Early LMB treatment also decreased HCV RNA production, suggesting that the early shuttling of core between the cytoplasm and the nucleus may be important for virus multiplication. LMB had no toxic effect on the cells tested, but we cannot rule out the possibility that LMB treatment also influences other cell processes, in addition to core protein shuttling.
We conclude that the NES identified in HCV core protein is functional in the HCVcc replication system. Our electron microscopy studies suggest that some HCV core, derived from invading virus particles, is transported into the nucleus at very early stages of the viral life cycle. In addition, a fraction of core protein can be detected by immunofluorescence, in the nucleus, a few hours after infection, subsequently being exported to the cytoplasm in a CRM-1-dependent manner, as this export is blocked by LMB, a drug widely used to dissect nuclear export pathways.
Examples of viral proteins known to shuttle through the nuclear pore complex and for which the CRM-1-dependent pathway is known to export the corresponding viral RNA include HIV Rev and T-cell leukemia virus type 1 Rex. Structural and nonstructural proteins of several members of the flavivirus family, such as Japanese encephalitis virus (JEV), Dengue virus (DENV), and Kunjin virus (KUN), have also been shown to be actively translocated to the nucleus or to the nucleoli of infected cells, even when these viruses multiply entirely in the cell cytoplasm.

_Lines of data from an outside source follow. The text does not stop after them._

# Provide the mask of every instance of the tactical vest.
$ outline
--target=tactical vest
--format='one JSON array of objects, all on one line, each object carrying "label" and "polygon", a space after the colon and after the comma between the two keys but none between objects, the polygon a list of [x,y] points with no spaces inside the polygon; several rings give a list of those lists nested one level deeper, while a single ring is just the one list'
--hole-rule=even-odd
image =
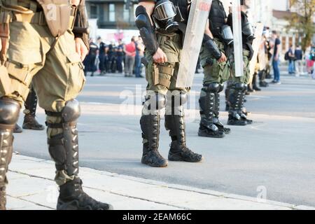
[{"label": "tactical vest", "polygon": [[189,18],[189,10],[188,9],[188,6],[190,4],[191,1],[190,0],[170,0],[175,6],[178,6],[179,10],[181,11],[181,16],[184,21],[181,21],[181,17],[177,15],[175,18],[175,21],[180,23],[183,23],[187,24]]},{"label": "tactical vest", "polygon": [[222,26],[226,24],[226,18],[225,10],[222,2],[218,0],[212,1],[209,21],[210,31],[214,36],[219,36]]}]

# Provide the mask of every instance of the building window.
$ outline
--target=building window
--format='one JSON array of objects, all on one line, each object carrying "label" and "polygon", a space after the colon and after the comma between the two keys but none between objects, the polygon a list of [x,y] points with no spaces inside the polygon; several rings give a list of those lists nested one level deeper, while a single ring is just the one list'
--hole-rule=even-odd
[{"label": "building window", "polygon": [[100,4],[99,6],[99,15],[98,15],[98,17],[97,17],[99,20],[104,21],[104,15],[105,15],[105,13],[104,12],[104,5],[103,4]]},{"label": "building window", "polygon": [[97,18],[97,6],[95,5],[91,5],[90,6],[90,17],[91,19]]},{"label": "building window", "polygon": [[109,21],[110,22],[115,22],[115,5],[114,4],[109,4]]},{"label": "building window", "polygon": [[130,18],[130,10],[124,7],[124,21],[129,22]]},{"label": "building window", "polygon": [[281,44],[282,44],[282,50],[286,51],[286,36],[282,36]]}]

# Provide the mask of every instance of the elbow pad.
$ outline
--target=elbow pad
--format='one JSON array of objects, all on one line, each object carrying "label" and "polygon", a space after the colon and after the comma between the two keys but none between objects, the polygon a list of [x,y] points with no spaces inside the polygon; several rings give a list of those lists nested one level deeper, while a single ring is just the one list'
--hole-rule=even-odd
[{"label": "elbow pad", "polygon": [[90,30],[88,17],[86,15],[85,0],[82,0],[78,6],[76,18],[74,20],[73,32],[75,37],[82,38],[88,49],[90,47]]},{"label": "elbow pad", "polygon": [[221,57],[221,51],[218,48],[216,42],[214,42],[214,39],[206,34],[204,34],[204,36],[203,45],[204,48],[210,51],[215,59],[219,59]]},{"label": "elbow pad", "polygon": [[146,50],[153,55],[158,48],[156,34],[153,27],[146,8],[139,6],[136,9],[136,26],[146,46]]}]

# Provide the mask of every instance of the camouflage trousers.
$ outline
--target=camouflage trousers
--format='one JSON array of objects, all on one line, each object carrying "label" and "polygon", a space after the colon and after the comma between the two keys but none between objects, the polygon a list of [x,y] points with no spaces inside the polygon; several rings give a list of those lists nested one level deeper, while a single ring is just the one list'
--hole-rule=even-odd
[{"label": "camouflage trousers", "polygon": [[[225,53],[224,44],[216,38],[214,41],[220,50]],[[203,46],[200,51],[200,64],[204,69],[204,84],[223,84],[230,77],[230,62],[218,62],[208,49]]]},{"label": "camouflage trousers", "polygon": [[[69,29],[57,38],[45,24],[15,21],[15,18],[10,22],[7,60],[1,67],[0,98],[13,99],[22,106],[31,83],[39,106],[46,111],[61,112],[66,102],[77,97],[85,83],[74,34]],[[49,123],[59,123],[61,120],[47,116]],[[62,128],[49,127],[48,137],[62,132]],[[56,181],[62,185],[74,178],[59,172]]]}]

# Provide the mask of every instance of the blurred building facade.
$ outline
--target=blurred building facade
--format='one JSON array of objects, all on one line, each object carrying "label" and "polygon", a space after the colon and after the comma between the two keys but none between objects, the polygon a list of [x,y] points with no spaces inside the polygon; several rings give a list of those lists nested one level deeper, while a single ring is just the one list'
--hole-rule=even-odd
[{"label": "blurred building facade", "polygon": [[[230,0],[221,0],[226,7]],[[123,36],[124,33],[137,34],[134,24],[134,11],[137,0],[86,0],[88,14],[94,24],[95,34],[108,34]],[[296,31],[287,30],[288,18],[294,13],[290,0],[252,0],[251,18],[253,22],[260,22],[270,30],[279,32],[281,50],[285,52],[290,44],[298,44],[301,37]],[[95,34],[97,35],[97,34]],[[101,34],[99,34],[101,35]],[[128,37],[129,38],[129,37]]]}]

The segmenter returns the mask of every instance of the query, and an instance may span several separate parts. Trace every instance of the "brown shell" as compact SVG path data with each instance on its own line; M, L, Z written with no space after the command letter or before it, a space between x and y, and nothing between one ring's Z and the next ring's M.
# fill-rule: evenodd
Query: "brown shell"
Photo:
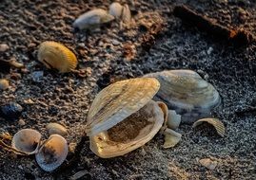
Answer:
M157 93L154 78L137 78L117 81L103 89L94 99L88 115L89 136L110 129L144 107Z
M193 123L193 128L197 127L198 125L202 124L203 122L207 122L211 124L217 131L218 135L224 137L225 135L225 126L222 121L218 118L202 118Z
M56 42L44 42L39 45L38 60L48 68L58 69L61 73L76 68L77 59L72 51Z

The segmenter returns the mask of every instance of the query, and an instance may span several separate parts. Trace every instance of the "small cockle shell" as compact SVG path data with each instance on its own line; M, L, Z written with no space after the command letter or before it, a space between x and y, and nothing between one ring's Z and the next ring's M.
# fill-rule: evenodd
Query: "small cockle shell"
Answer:
M122 11L123 11L123 6L117 2L114 2L109 6L108 12L110 15L114 16L116 19L119 19L121 17Z
M145 77L160 81L161 88L154 99L163 100L170 110L175 110L182 116L182 122L192 123L206 117L221 104L218 91L194 71L169 70Z
M7 90L9 88L9 81L0 79L0 90Z
M36 162L46 171L52 171L66 159L69 146L64 137L59 135L51 135L46 140L35 155Z
M49 135L60 135L62 136L65 136L68 135L67 129L58 123L49 123L47 125L47 130L49 132Z
M129 10L129 8L128 8L128 4L125 4L124 7L123 7L123 12L122 12L121 19L125 24L130 23L131 14L130 14L130 10Z
M207 122L211 124L217 131L218 135L224 137L225 135L225 126L222 121L220 121L218 118L202 118L193 123L193 128L197 127L198 125Z
M11 141L11 147L26 154L34 154L40 146L41 134L32 129L17 132Z
M117 81L95 98L86 133L90 150L103 158L126 154L148 142L165 117L162 102L151 100L159 89L154 78Z
M108 23L114 19L114 16L108 14L105 9L96 9L80 15L73 23L76 28L89 29L98 27L104 23Z
M50 41L39 45L38 60L48 68L58 69L61 73L70 72L77 65L77 59L72 51L59 43Z
M164 148L172 148L180 142L182 139L182 135L171 130L171 129L167 129L164 133L165 135L165 144Z

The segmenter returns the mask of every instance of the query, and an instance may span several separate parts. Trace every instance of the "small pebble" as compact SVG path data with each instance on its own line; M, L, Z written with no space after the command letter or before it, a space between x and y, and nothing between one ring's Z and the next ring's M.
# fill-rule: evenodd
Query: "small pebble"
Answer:
M5 52L9 49L9 45L7 44L0 44L0 52Z
M0 90L7 90L9 88L9 81L0 79Z

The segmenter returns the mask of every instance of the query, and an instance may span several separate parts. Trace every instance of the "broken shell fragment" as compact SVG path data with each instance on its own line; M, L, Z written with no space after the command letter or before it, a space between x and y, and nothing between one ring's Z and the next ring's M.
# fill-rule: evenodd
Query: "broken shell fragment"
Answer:
M40 147L35 159L44 171L52 171L65 161L68 153L66 139L59 135L51 135Z
M108 14L105 9L96 9L80 15L73 23L76 28L89 29L93 28L101 24L108 23L114 19L114 16Z
M9 81L0 79L0 90L7 90L9 88Z
M108 158L124 155L148 142L167 116L159 102L151 100L159 85L154 78L138 78L103 89L88 115L86 133L90 150Z
M194 71L169 70L145 77L160 81L161 88L154 99L163 100L170 110L175 110L182 116L182 122L192 123L206 117L221 104L218 91Z
M125 4L123 7L123 12L122 12L122 21L125 24L130 23L131 14L128 4Z
M68 135L67 129L58 123L49 123L47 125L47 130L49 132L49 135L60 135L62 136L65 136Z
M32 129L17 132L11 141L11 147L26 154L34 154L40 146L41 134Z
M44 42L39 45L38 60L48 68L58 69L61 73L76 68L77 59L72 51L56 42Z
M109 14L114 16L116 19L119 19L122 15L122 11L123 11L123 6L120 5L119 3L112 3L109 6Z
M197 127L198 125L202 124L203 122L207 122L211 124L215 130L217 131L218 135L224 137L225 135L225 126L222 121L218 118L202 118L193 123L193 128Z
M182 139L182 135L171 130L171 129L167 129L164 133L165 135L165 144L164 148L172 148L176 146Z
M182 117L175 111L169 110L167 116L167 127L176 130L181 123Z

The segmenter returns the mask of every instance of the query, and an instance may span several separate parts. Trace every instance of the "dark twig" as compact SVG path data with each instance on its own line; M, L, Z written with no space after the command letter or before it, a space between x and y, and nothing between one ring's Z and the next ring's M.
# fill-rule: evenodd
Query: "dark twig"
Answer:
M239 45L246 45L252 42L256 42L255 37L244 28L230 29L206 16L198 14L186 6L175 7L173 14L183 21L197 27L199 29L205 30L220 39L231 41Z

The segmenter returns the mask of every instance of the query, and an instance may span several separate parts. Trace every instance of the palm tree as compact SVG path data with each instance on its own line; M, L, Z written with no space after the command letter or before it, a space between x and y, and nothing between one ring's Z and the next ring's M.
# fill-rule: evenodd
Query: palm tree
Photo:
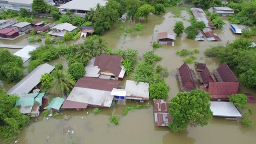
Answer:
M76 84L70 75L64 73L63 70L55 70L52 74L53 78L50 83L52 91L58 95L66 96Z

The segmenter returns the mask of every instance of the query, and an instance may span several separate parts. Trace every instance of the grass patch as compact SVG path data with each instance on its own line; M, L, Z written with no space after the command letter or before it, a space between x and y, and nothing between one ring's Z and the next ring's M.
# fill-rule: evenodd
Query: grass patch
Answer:
M123 115L126 115L129 111L134 110L135 109L142 109L143 106L142 104L137 104L135 106L129 106L127 107L123 113Z

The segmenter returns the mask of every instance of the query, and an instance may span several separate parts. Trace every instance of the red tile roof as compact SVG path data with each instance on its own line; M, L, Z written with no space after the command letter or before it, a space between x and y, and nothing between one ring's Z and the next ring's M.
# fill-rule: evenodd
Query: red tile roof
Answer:
M62 109L86 109L88 104L66 100L61 106Z
M120 82L118 80L83 77L78 80L75 86L111 91L113 88L117 88Z
M215 71L215 75L218 82L238 82L232 71L227 65L226 62L223 63Z
M8 32L10 32L11 31L13 31L14 29L14 28L4 28L0 29L0 34L7 34Z
M172 118L169 114L168 102L166 100L153 100L154 125L168 126Z
M115 76L118 76L122 70L121 68L122 59L122 56L120 55L102 54L96 56L94 65L98 66L99 68L100 68L99 73L109 70Z
M237 94L239 86L237 82L209 82L208 88L204 89L212 95L212 99L222 99Z
M184 62L177 69L177 74L182 91L190 91L198 88L195 72L189 68L186 63Z
M215 81L207 67L198 74L198 77L201 83L214 82Z

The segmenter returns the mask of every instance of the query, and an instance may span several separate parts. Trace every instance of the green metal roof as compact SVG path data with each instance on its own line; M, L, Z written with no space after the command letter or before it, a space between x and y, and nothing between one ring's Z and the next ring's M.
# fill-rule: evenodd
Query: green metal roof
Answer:
M37 97L35 98L35 101L38 102L40 105L42 105L42 98L44 96L44 92L43 93L39 93L38 95L37 95Z
M21 107L28 107L34 106L34 98L33 97L21 97L19 100L16 101L15 107L20 105Z
M59 110L61 108L61 105L64 101L64 99L60 97L55 97L52 99L50 104L47 107L48 109L54 109Z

This phenomenon may affect virus infectivity or disease pathogenesis. Indeed, DENV NS5 RNA polymerase can be detected in the nucleus very shortly after infection, and this protein is exported from the nucleus in a CRM-1-dependent manner. Nuclear NS5 suppresses the production of IL-8, a cytokine playing an important role in the antiviral response.

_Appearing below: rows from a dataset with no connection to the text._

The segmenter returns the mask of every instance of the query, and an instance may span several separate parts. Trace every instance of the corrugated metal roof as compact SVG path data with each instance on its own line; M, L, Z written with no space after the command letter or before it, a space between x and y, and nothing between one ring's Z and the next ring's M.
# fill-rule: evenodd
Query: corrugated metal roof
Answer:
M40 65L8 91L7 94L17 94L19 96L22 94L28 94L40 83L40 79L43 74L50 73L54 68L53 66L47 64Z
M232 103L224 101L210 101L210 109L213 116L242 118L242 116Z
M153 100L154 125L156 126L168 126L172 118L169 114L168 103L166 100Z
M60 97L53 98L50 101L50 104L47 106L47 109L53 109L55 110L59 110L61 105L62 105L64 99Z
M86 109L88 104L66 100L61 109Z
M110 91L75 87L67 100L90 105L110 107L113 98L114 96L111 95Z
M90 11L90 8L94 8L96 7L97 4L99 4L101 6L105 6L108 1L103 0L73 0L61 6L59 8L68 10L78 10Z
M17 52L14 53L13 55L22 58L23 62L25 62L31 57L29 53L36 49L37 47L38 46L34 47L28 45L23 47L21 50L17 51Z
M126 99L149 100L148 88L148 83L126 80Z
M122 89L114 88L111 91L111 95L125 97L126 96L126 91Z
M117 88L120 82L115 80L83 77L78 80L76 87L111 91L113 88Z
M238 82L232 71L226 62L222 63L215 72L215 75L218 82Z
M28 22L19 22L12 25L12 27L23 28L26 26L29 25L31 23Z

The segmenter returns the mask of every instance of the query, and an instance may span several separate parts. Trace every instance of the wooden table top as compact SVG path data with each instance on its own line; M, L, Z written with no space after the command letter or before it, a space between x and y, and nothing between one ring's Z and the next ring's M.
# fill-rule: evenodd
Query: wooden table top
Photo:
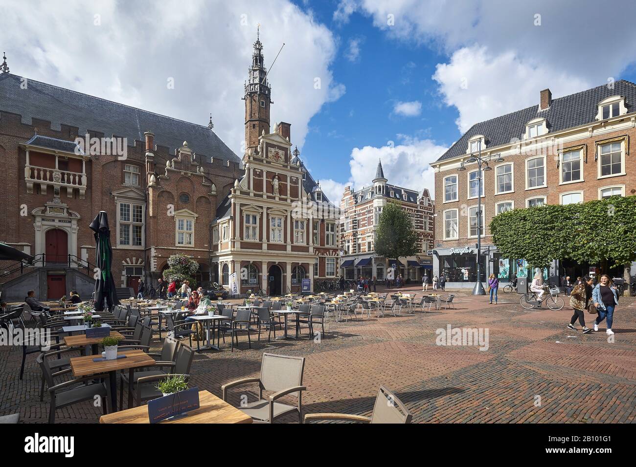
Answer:
M164 420L160 423L251 423L252 417L232 407L211 392L199 391L199 405L196 410L183 417ZM149 423L148 406L128 409L99 417L100 423Z
M93 362L93 359L99 356L99 355L85 355L71 358L70 362L73 376L81 377L155 363L155 360L142 350L125 350L118 352L117 355L125 355L126 358L106 362Z
M126 339L117 331L111 331L111 334L109 334L109 336L111 337L118 337L122 341ZM102 340L104 340L104 337L91 337L90 339L86 339L86 334L67 335L64 337L64 345L69 347L83 347L84 346L92 346L93 344L99 344ZM93 355L93 356L95 357L99 356ZM128 360L128 358L124 358L124 360Z

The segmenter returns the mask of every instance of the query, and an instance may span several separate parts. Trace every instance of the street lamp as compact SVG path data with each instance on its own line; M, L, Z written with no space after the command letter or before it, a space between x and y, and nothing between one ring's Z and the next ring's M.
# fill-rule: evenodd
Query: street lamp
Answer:
M483 172L488 172L492 170L492 167L488 165L488 162L481 157L481 142L479 141L478 143L478 153L477 154L471 154L471 157L466 161L462 162L457 169L460 172L463 172L466 170L464 164L467 162L469 163L473 162L477 163L477 168L478 169L478 172L479 173L479 177L477 177L478 186L477 186L477 252L476 252L476 259L477 259L477 281L475 282L475 286L473 288L473 295L486 295L486 291L483 288L483 284L481 283L481 266L480 264L480 255L481 252L481 173ZM492 156L488 157L488 160L491 160ZM498 154L498 157L495 159L495 162L499 163L503 161L501 154ZM482 170L481 166L485 165L486 166ZM470 222L470 213L469 213L469 219L468 222Z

DENV core protein also localizes to the nucleus (and nucleoli) at very early stages in the viral life cycle, due to its bipartite NLS. The mechanisms of DENV nuclear export remain unknown, as this process is insensitive to LMB, suggesting that it does not require a functional NES 
. Indeed, many other pathways exist for protein import and export, including the calreticulin pathway. Nevertheless, the nuclear localization of DENV core may regulate its replication cycle and apoptosis (see for review. Consequently, the construction of recombinant vaccines based on viral proteins deficient in nuclear trafficking signals could potentially lead to attenuation of the virus.

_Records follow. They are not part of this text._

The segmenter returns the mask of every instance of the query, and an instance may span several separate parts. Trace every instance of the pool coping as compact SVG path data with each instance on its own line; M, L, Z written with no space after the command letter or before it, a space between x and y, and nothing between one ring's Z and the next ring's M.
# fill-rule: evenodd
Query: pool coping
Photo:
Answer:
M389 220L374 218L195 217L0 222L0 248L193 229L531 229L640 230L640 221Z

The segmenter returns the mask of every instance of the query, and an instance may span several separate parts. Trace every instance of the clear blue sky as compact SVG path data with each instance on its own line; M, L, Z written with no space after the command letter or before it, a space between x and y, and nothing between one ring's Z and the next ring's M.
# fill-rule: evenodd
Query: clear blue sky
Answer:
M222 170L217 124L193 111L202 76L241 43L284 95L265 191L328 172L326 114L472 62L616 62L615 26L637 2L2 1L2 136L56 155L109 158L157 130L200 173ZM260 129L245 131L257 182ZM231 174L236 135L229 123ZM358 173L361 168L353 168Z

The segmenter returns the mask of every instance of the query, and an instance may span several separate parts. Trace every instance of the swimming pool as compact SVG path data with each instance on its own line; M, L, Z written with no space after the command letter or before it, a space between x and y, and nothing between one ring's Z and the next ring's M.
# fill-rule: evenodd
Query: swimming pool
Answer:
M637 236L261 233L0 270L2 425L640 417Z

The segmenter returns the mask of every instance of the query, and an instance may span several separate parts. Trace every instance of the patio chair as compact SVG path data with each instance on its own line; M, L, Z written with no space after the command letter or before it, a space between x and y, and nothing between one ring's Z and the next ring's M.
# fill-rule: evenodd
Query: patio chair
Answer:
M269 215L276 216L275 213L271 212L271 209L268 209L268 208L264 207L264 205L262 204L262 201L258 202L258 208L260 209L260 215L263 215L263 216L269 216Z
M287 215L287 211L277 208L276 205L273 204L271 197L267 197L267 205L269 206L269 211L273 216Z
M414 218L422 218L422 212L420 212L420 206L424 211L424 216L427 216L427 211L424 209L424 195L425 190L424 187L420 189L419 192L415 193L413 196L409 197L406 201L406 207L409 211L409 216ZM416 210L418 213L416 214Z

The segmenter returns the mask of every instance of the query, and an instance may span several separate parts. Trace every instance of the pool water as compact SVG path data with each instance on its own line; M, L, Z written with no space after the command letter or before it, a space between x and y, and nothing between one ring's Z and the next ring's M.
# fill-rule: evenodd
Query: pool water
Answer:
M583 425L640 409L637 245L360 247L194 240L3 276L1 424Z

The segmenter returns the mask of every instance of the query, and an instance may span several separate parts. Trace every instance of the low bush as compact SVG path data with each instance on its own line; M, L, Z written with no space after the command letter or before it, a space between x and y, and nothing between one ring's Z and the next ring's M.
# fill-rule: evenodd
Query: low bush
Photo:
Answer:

Our findings are consistent with the hypothesis that at least some HCV core protein is trafficked between the cytoplasmic and nuclear compartments early in HCV infection. Recombinant viruses mutated in the NES region investigated here, showed impaired virus production, producing less than 1% of the wild type virus in the HCVcc in vitro model. These observations provided evidence that this sequence is of importance for virus life cycle. The absence of the NES identified in this study and/or of the hydrophobic fragment of domain II (which act together to keep the protein in the cytoplasm) may account for the nuclear localization of the C-terminally truncated core proteins in patients with HCV-induced HCC and contribute to the cell transformation.